AI/ML and Data Infrastructure for Microscopy

Maria K Y Chan1

1Argonne National Laboratory

The combination of high throughput computational modeling and in situ/operando microscopy and spectroscopy experiments has given rise to significant opportunities to study an ever-increasing number of materials in ever-increasing detail. However, the integration of computational modeling with experimental measurements still often happens in a post-hoc and inefficient way. Data science techniques such as machine learning (ML), artificial intelligence (AI), and computer vision may be able to accelerate this integration. In this talk, we will discuss how we use AI/ML in conjunction with theory-based modeling to extract information in an automated fashion from microscopy data.

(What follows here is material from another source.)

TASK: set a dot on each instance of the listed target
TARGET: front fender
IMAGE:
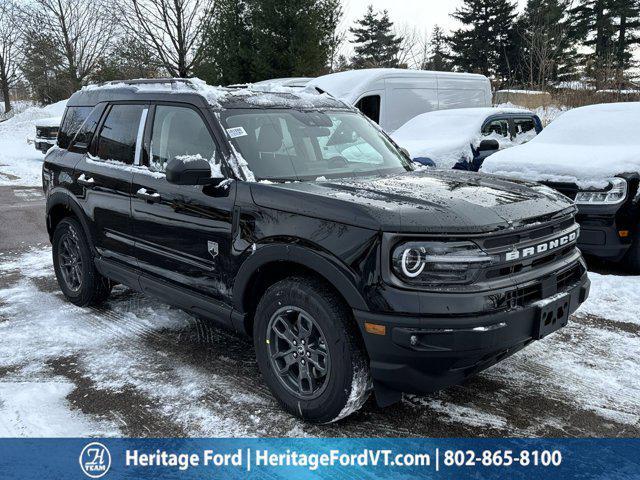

We will describe our FANTASTX (Fully Automated Nanoscale To Atomistic Structures from Theory and eXperiment) [1] and Ingrained [2] codes which allow such integration, as well as EXSCLAIM! [3] and Plot2Spectra [4] codes for extracting microscopy and spectroscopy data from scientific literature. We will discuss the improvements to EXSCLAIM afforded by recent developments in large language models, as well as how data extracted from EXSCLAIM is used to aide tagging, data infrastructure, and retrieval of microscopy images. The use of these codes to discover the structure of novel materials [5] as well as understand technologically important energy materials [6] will also be discussed.

[1] D. Unruh, V. S. C. Kolluru, A. Baskaran, Y. Chen, and M. K. Y. Chan “Theory+AI/ML for Microscopy and Spectroscopy – Challenges and Opportunities”, MRS Bulletin 47, 1024–1035 (2022).

[2] E. Schwenker, V. S. Chaitanya Kolluru, J. Guo, X. Hu, Q. Li, M. C. Hersam, V. P. Dravid, R. F. Klie, J. R. Guest, M. K. Y. Chan, “Ingrained: an automated framework for fusing atomic-scale image simulations into experiments,” Small 18, 2102960 (2022).

[3] E. Schwenker, W. Jiang, T. Spreadbury, N. Ferrier, O. Cossairt, M. K. Y. Chan, “EXSCLAIM! -- Harnessing materials science literature for labeled microscopy datasets,” Patterns 4, 100843 (2023).

[4] W. Jiang, K. Li, T. Spreadbury, E. Schwenker, O. Cossiart, M. K. Y. Chan, “Plot2Spectra: an Automatic Spectra Extraction Tool,” Digital Discovery 1, 719-731 (2022).

[5] Q. Li, V. S. C. Kolluru, M. S. Rahn, E. Schwenker, S. Li, R. G. Hennig, P. Darancet, M. K. Y. Chan, M. C. Hersam, “Synthesis of borophane polymorphs through hydrogenation of borophene,” Science, 371(6534), 1143-1148 (2021).

[6] X. Liu, G.-L. Xu, K. V. S. Kolluru, et al, “Origin and regulation of oxygen redox instability in high-voltage battery cathodes,” Nature Energy 7, 808–817 (2022).